University Thin Clients Win Green Award

Queen Margaret University has won an award for its sustainable approach to IT, based on the roll out of a low power, thin-client desktop infrastructure

Queen Margaret University (QMU) last week won the Green Gown ICT award for its commitment to sustainable design standards in fitting out its new campus with low-power thin clients.

The Green Gown Awards recognise sustainability focused initiatives undertaken by universities and colleges across the UK. And QMU was also highly commended in the awards’ Sustainable Building and Construction category.

The Edinburgh-based organisation opened a new, Craighall Campus building in 2007, which gained the highest Building Research Establishments Environmental Method (BREEAM) score recorded by any other comparable university project in the UK at the time of its assessment.

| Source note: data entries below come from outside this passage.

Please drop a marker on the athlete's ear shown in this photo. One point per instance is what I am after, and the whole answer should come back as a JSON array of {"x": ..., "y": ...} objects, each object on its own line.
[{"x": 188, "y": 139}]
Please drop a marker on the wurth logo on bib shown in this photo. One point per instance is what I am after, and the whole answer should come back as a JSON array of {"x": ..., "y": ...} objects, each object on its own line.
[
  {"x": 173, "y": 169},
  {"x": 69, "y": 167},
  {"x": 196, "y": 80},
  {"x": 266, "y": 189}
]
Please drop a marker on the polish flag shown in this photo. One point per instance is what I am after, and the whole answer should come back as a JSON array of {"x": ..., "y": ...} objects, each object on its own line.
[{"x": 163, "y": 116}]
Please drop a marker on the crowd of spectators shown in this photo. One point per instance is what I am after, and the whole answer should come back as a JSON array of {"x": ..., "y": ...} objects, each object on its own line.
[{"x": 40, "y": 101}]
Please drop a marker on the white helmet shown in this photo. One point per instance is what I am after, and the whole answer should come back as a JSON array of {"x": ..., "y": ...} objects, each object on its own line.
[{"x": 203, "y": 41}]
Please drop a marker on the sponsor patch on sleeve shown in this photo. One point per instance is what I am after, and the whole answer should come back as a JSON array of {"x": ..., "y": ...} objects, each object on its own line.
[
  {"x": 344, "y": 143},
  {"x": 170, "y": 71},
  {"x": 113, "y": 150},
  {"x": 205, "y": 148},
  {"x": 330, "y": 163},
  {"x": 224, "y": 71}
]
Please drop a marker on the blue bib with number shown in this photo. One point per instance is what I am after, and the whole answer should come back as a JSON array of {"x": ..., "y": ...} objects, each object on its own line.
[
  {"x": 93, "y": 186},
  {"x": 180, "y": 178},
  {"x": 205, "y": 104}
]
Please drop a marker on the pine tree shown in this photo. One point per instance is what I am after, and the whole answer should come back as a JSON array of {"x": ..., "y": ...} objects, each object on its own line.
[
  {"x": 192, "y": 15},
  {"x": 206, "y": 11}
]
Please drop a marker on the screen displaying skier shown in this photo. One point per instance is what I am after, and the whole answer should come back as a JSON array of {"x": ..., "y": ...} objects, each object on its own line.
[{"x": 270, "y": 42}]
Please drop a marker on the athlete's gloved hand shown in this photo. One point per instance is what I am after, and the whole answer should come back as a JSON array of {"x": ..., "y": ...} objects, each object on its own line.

In addition to its exemplary use of efficient space utilisation, energy consumption, building maintenance and ‘green’ transport planning, the university reduced the number of conventional PCs it deployed in the new campus building from 900 down to 50, while also installing over 1,200 Wyse V50 thin clients.

With an average output (including the flat screen) of 42 watts, Wyse Technology said the thin clients put out less heat than their users, who on average generate 356 BTU (British Thermal Units), which is around 75 watts.

Rosalyn Marshall, Queen Margaret University vice principal welcomed the award in a statement: “We are delighted to have won such a prestigious award for sustainability,” she said, adding “thin client technology has helped us to deliver an open campus and it is also driving a major change in the way higher education is delivered”.

“As well as having an impressively low impact on the environment it means staff and students can log on anywhere, on or off campus, at any terminal, and access a full desktop with all personalised settings, files, software and electronic resources,” she added.

Like another recent thin-client roll out at Northumbria University, Marshall also said the new, centralised IT infrastructure had created major change in work practices across the university and supported distance learning.

David Angwin, Wyse Technology marketing manager added that, in addition to the thin clients only using a tenth of the power needed for PCs, the low operating temperatures of the thin clients allowed a natural ventilation system to be installed that could never have handled the heat generated by conventional PCs.